Em Paris, a ginástica viu a noite de Simone e a noite de Biles
A americana foi às trevas, voltou e recuperou o que foi seu há oito anos, quando foi a “menina do Rio”. Rebeca Andrade foi soberba, mas não dá para competir com isto. Filipa Martins fez história.
Nesta quinta-feira, Paris assistiu à noite de Simone Biles – mais uma. Mas esta noite foi de Simone e de Biles, porque a ginástica artística e o desporto precisam das duas – e elas não são a mesma coisa.
Biles é a melhor ginasta da história, que reconquistou o ouro no all-around, o sexto ouro em Jogos, repetindo o triunfo de há oito anos, quando foi a “menina do Rio”. Já Simone é a mulher que saltou por cima das barreiras da vida, as desportivas e as pessoais, as físicas e as mentais, e se apresentou em Paris numa demanda pela redenção, depois de ir às trevas em Tóquio.
Juntas, divertiram, divertiram-se e divertiram-nos na Arena Bercy, em Paris. Mais sóbrias do que noutras fases da carreira – talvez um bom efeito de Simone em Biles –, com um lado mais circunspecto antes e depois dos exercícios, mas sempre alegres.
Quem gosta de desporto tem de gostar de Simone Biles. Quem gosta de ginástica tem de idolatrá-la, porque ser a maior do mundo nesta modalidade era uma coisa antes de Simone Biles e é outra depois dela.
Há umas décadas, ser a maior do mundo na ginástica era fazer coisas que, agora, uma atleta júnior ou juvenil consegue fazer. Ser a maior do mundo, como era Nadia Comaneci, era receber a primeira nota 10,00 da história e o placard electrónico mostrar “1,00”, porque nunca tinham pensado que a pontuação precisaria de quatro algarismos.
Agora, ser a maior do mundo requer todo um espectro diferente de talentos, profissionalismo, força e mentalidade. O desporto é diferente e estas atletas são, hoje, de outra estirpe. E Biles representa tudo isso.
Nesta quinta-feira, como detalhe supremo, foi precisamente Comaneci a dar início à sessão nas finais da ginástica, quase como uma bênção a Biles por parte de uma das que desbravaram o caminho ainda antes de Biles nascer.

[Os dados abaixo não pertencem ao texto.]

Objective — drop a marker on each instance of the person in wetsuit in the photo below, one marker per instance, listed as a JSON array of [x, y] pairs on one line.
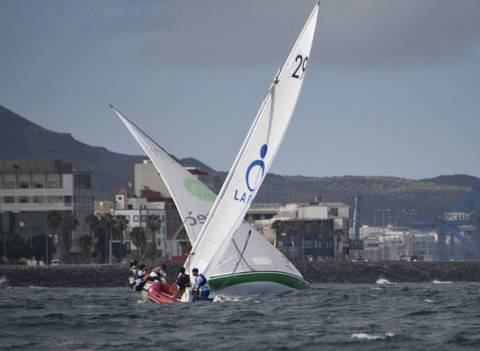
[[200, 289]]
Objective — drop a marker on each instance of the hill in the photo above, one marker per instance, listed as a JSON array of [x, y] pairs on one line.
[[22, 139]]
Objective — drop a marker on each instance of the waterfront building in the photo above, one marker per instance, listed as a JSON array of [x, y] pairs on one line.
[[137, 210], [264, 217], [395, 244], [30, 190]]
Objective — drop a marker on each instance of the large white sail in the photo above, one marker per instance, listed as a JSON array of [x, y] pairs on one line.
[[192, 197], [256, 154], [247, 251]]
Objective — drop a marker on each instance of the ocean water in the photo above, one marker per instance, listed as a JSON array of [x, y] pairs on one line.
[[382, 316]]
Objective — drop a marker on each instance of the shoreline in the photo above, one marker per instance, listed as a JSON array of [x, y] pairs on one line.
[[315, 272]]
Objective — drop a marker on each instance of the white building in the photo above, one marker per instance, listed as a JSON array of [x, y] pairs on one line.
[[262, 216], [30, 189], [137, 210]]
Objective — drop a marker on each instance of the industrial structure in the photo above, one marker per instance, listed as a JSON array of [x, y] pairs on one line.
[[459, 229]]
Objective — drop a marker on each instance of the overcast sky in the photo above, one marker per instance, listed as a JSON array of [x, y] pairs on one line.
[[392, 86]]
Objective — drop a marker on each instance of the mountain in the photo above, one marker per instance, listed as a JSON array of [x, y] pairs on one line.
[[22, 139]]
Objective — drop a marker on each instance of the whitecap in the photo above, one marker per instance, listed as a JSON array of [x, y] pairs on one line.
[[441, 282], [222, 298], [383, 281], [365, 336]]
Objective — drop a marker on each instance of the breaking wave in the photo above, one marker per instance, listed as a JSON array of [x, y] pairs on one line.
[[365, 336]]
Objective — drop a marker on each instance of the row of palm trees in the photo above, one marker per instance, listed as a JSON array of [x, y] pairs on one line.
[[105, 228]]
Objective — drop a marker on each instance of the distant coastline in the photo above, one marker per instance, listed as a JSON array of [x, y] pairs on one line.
[[91, 276]]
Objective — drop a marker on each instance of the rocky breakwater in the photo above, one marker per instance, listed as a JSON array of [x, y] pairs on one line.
[[315, 272], [65, 275], [395, 271]]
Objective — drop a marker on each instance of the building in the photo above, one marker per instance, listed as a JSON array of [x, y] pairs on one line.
[[31, 189], [310, 239], [137, 210], [330, 215]]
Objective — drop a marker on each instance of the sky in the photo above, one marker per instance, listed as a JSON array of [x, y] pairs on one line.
[[392, 87]]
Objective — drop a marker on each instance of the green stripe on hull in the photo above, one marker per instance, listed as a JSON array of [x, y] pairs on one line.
[[286, 279]]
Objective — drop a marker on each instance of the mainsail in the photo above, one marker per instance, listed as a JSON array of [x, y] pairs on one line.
[[194, 200], [256, 154]]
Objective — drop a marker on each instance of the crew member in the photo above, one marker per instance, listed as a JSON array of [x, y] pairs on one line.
[[183, 280], [200, 289], [140, 278], [162, 274], [132, 273]]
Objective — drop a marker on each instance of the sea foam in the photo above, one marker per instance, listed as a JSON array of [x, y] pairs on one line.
[[365, 336]]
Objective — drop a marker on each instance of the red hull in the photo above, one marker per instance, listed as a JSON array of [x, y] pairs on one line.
[[162, 293]]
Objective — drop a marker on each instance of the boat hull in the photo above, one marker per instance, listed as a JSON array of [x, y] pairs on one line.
[[257, 283]]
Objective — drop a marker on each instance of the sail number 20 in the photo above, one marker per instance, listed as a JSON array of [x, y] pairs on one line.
[[301, 67]]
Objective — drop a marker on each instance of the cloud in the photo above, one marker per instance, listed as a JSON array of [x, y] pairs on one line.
[[356, 33]]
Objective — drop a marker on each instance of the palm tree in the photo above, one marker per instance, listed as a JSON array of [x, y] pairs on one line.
[[154, 224], [71, 223], [85, 242], [55, 220], [121, 224], [139, 239]]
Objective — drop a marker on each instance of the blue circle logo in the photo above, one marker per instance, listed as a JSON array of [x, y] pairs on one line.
[[256, 163]]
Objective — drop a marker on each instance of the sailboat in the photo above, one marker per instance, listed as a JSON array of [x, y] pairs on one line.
[[233, 256]]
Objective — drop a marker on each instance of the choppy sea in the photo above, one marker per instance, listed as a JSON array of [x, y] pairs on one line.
[[382, 316]]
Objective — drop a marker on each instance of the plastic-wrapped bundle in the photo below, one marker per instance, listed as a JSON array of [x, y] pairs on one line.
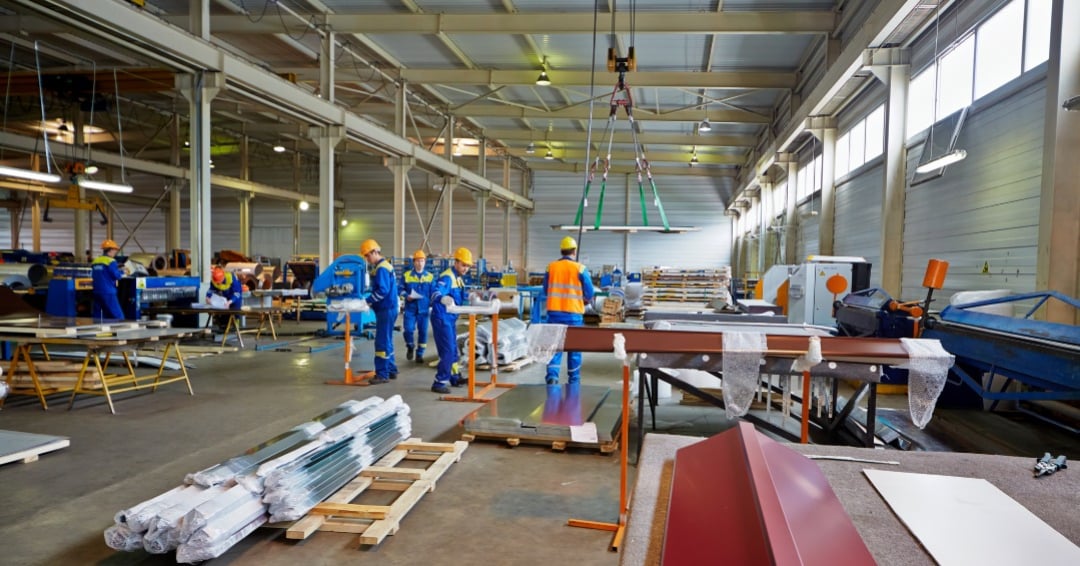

A norte-americana venceu com 59,131 pontos, batendo a brasileira Rebeca Andrade, com 57,932, e a compatriota Sunisa Lee, com 56,465 – a campeã olímpica, modesta no início da final, foi buscar o bronze na última rotação, com um exercício tremendo no solo.
Como se passou
As rotações ditaram que o duelo Rebeca-Simone começaria logo no salto. Rebeca fez um salto quase perfeito, com “cola” na aterragem e cravou os pés no tapete. Mas Simone, mesmo com execução não tão perfeita, fez um salto de nível de dificuldade astronómico – partiu de 6,400, enquanto a brasileira partiu de 5,600.
Não era Rebeca que estava mal, Simone é que estava demasiado bem. Mas isso mudou. Nas assimétricas, ambas partiram do mesmo nível de dificuldade, mas Rebeca teve melhor nota na execução do exercício e reequilibrou as contas. A brasileira subiu em relação à qualificação, a americana desceu.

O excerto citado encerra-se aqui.